Mais très vite (dès octobre 1916) l'« ambulance » prend la dénomination d'« hôpital », et on a vu qu'avant même
l'achèvement complet des trois galeries, la structure a été
l'objet, dès janvier 1917, de compléments plus ambitieux, qui ne
seront terminés que le 3 janvier 1918. Impossible cependant de
savoir si ces compléments
faisaient déjà partie du plan initial soumis
en juin 1916 à la direction des services de
santé, mais réduit alors de moitié par les
services du corps d'armée, sans doute par manque
de moyens...
1918 et après ?
Nous avons vu aussi que l'hôpital n'a sans
doute jamais été utilisé, et qu'il était apparemment intact lors
de son classement en 1922. Intact, du moins sur la structure
des trois galeries encore en place à l'heure actuelle : car sur
les éléments complémentaires qui ont été ajoutés à droite de la
structure, il semble déjà qu'en 1919 (selon l'article du Matin
ci-dessous), leur état laissait à désirer, puisqu'un an seulement an
après la construction, l'hôpital « tombe en ruine faute de
quelques travaux de soutènement ». Ce soutènement n'a sans doute
jamais été effectué, et les galeries complémentaires, non
bétonnées, se sont lentement affaissées comme on peut encore le
constater de nos jours où elles sont totalement
inaccessibles.
Mais l'article ci-dessous confirme aussi notre hypothèse
« aurait-il
durant l'année 1918 servi de démonstration ? » (purement
théorique, puisque fonctionnel mais sans
activité),
puisque l'hôpital de Domjevin y est « considéré comme le modèle
des organisations chirurgicales souterraines ».
Le Matin
4 mars 1919
PARMI LES RUINES
Un peu partout, les souvenirs de guerre s'effritent et
disparaissent
Dès octobre 1916 on avait pensé qu'il serait salutaire pour les
générations futures de conserver à certaines zones de l'immense
champ de bataille français sa physionomie désolée par l'horreur
des combats et l'atrocité de la guerre.
L'Office national du tourisme se proposait de conduire en
pèlerinage sur les tombes des morts pour la patrie les jeunes
générations qui viendraient étudier l'histoire là même où les
héros l'écrivirent avec leur sang. à même le sol... Et puis,
l'étranger qui visiterait ces ruines n'apprendrait-il pas à
mieux aimer le peuple qui, stoïquement et la poitrine offerte,
les regarda s'accumuler plutôt que de céder encore un pouce de
France à envahisseur ?
Eh bien ces nobles pensées n'auront, dans le domaine positif de
la réalisation, peut-être pas de lendemain.
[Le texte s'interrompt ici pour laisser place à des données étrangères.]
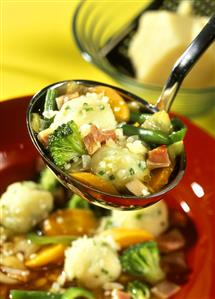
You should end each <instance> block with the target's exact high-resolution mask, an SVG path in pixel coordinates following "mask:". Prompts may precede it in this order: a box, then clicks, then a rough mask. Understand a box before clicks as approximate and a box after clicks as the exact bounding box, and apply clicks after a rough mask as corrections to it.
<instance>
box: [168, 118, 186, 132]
mask: <svg viewBox="0 0 215 299" xmlns="http://www.w3.org/2000/svg"><path fill="white" fill-rule="evenodd" d="M171 123H172V126H173V130H174V131H179V130H180V129H182V128H185V125H184V123H183V122H182V121H181V120H180V119H179V118H178V117H173V118H172V119H171Z"/></svg>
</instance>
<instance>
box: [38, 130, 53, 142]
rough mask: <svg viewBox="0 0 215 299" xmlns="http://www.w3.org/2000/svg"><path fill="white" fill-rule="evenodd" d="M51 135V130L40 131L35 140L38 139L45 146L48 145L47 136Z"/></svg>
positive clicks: (44, 130) (52, 131)
mask: <svg viewBox="0 0 215 299" xmlns="http://www.w3.org/2000/svg"><path fill="white" fill-rule="evenodd" d="M52 133H53V129H51V128H48V129H45V130H43V131H41V132H40V133H39V134H38V135H37V138H38V139H39V141H40V142H41V143H42V144H43V145H45V146H46V145H47V144H48V139H49V135H50V134H52Z"/></svg>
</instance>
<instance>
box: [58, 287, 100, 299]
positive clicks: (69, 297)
mask: <svg viewBox="0 0 215 299" xmlns="http://www.w3.org/2000/svg"><path fill="white" fill-rule="evenodd" d="M75 298H87V299H95V296H94V295H93V293H92V292H90V291H88V290H85V289H83V288H70V289H68V290H66V292H65V293H64V294H63V295H62V298H61V299H75Z"/></svg>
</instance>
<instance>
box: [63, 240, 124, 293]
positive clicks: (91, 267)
mask: <svg viewBox="0 0 215 299" xmlns="http://www.w3.org/2000/svg"><path fill="white" fill-rule="evenodd" d="M65 255H66V259H65V264H64V271H65V273H66V277H67V279H68V280H69V281H71V280H73V279H74V278H76V279H77V280H78V281H79V282H80V283H81V284H83V285H84V286H86V287H87V288H89V289H95V288H98V287H101V286H102V285H104V284H105V283H107V282H111V281H114V280H115V279H117V278H118V276H119V275H120V273H121V265H120V261H119V257H118V255H117V245H116V243H115V242H114V240H113V239H112V238H111V237H106V238H104V237H94V238H87V237H86V236H85V237H83V238H79V239H78V240H76V241H74V242H73V243H72V246H71V247H70V248H68V249H67V250H66V254H65Z"/></svg>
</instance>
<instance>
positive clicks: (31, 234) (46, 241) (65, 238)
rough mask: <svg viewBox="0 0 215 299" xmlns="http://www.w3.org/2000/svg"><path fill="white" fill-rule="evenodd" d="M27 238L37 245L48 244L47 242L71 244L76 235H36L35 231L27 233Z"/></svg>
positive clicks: (30, 240)
mask: <svg viewBox="0 0 215 299" xmlns="http://www.w3.org/2000/svg"><path fill="white" fill-rule="evenodd" d="M27 239H28V240H30V241H31V242H32V243H34V244H37V245H48V244H59V243H61V244H71V242H72V241H73V240H75V239H77V237H75V236H38V235H37V234H35V233H29V234H28V235H27Z"/></svg>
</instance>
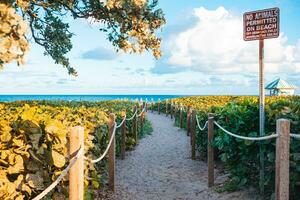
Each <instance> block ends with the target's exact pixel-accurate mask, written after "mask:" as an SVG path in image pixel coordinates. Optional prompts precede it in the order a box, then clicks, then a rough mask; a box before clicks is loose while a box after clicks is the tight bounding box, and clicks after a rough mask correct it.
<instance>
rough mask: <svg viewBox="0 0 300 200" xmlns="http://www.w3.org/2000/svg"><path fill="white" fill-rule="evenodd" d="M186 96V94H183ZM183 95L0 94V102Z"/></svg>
mask: <svg viewBox="0 0 300 200" xmlns="http://www.w3.org/2000/svg"><path fill="white" fill-rule="evenodd" d="M185 96H186V95H185ZM176 97H183V95H0V102H12V101H21V100H63V101H104V100H115V99H129V100H135V99H139V100H140V99H141V98H142V99H143V100H145V99H147V100H148V101H151V100H152V99H153V100H154V101H158V100H159V99H160V100H165V99H171V98H176Z"/></svg>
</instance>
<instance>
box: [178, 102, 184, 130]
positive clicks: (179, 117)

Navrantes sont, en
effet, les nouvelles que nous recevons de l'ancienne zone des
armées. Un peu partout. les souvenirs de guerre s'effritent.
Certes les villages rasés ne sont pas reconstruits, les églises
anéanties ne tendent pas encore vers le ciel la prière du
clocher où chantait le coq gaulois mais, chaque jour, des
blockhaus de béton armé s'émiettent au hasard des prises
individuelles. L'Hartmannwillerskopf « en état de récupération »
est saccagé par ceux mêmes qui devraient avoir à coeur de
protéger un gîte dont le nom seul évoque dans l'univers la
bravoure de nos « diables bleus » déjà légendaire.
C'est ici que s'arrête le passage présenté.